Just a couple of quick ones for your morning..
- Unlike what is taught in most HIV classes, that it becomes easier for a woman (or a man) to become infected with HIV with the help of an open sore, it appears that normal vaginal tissue is just as susceptible to infection as broken skin, causing concern about the difficulty to fight the spread in women and explain a lot of reasons why some prevention methods have proven faulty.
- The FDA has approved the FC2 -- the Female Condom 2 -- a new version of an old product that is inserted into the vagina during intercourse rather than worn on the penis. The product is being hailed for one major reason: it's much much cheaper, giving more access and more availability for use.
- Canada is going through a bit of a debate over HIV and criminal law, as the first charges against a man are being brought that include murder where he infected two women during consensual sex. (There's also news on the international front about HIV and criminal law -- from Kenya, actually.)
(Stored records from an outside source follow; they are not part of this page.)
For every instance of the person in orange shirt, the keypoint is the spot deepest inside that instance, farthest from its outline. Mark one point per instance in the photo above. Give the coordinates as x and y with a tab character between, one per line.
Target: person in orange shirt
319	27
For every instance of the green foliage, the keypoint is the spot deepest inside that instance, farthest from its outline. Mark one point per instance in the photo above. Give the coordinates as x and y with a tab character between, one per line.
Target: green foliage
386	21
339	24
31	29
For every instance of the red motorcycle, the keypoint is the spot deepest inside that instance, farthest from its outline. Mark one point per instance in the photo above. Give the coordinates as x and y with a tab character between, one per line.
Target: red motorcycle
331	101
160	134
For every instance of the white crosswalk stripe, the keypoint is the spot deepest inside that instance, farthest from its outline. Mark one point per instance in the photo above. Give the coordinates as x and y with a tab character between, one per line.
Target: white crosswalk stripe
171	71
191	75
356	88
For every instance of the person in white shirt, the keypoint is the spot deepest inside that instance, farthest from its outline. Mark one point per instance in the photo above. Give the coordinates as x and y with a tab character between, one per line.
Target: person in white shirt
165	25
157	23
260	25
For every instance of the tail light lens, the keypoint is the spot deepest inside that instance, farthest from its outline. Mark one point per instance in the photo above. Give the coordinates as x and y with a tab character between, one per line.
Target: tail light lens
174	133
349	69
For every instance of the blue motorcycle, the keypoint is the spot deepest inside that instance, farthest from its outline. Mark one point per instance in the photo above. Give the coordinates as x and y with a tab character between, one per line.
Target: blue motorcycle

- Science has discovered just how and at what rate HIV mutates in the body, giving some vital clues as to how the body's reaction to an invading microorganism actually facilitates the mutation.
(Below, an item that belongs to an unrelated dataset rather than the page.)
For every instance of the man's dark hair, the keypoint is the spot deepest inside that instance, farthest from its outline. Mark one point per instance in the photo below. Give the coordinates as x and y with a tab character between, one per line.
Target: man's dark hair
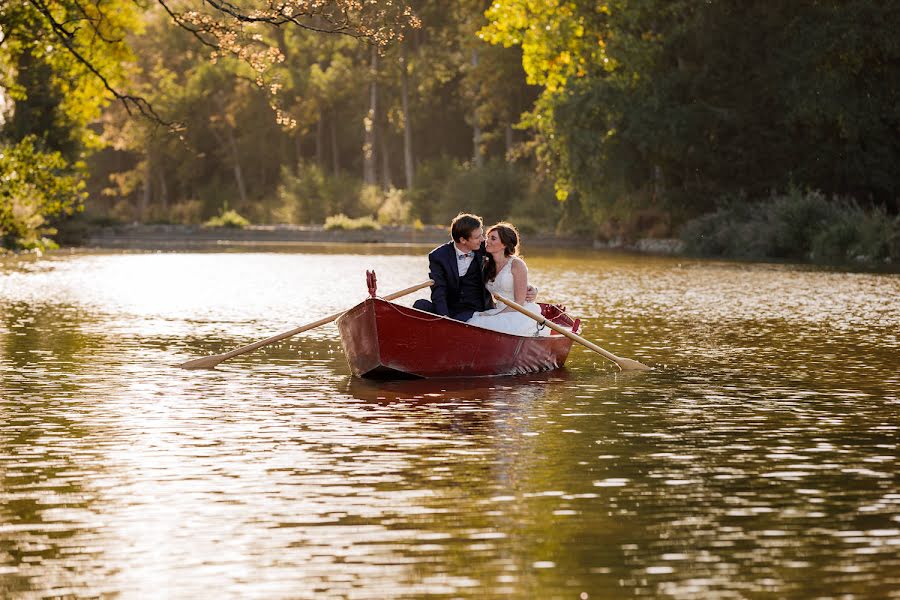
463	225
- Two bits of great news: Indonesia is dropping plans to implant microchips into HIV+ folks to track them, and the government of India is banning company's abilities to test people for HIV as a condition of employment -- even the US doesn't have that ban.
- Apparently circumcision does reduce the risk of contracting HIV for heterosexual men in the US by 51%-- still no word on whether the government will yet encourage condom use, which decreases risk by 99%. Silly government.
That's all folks, for this morning at least!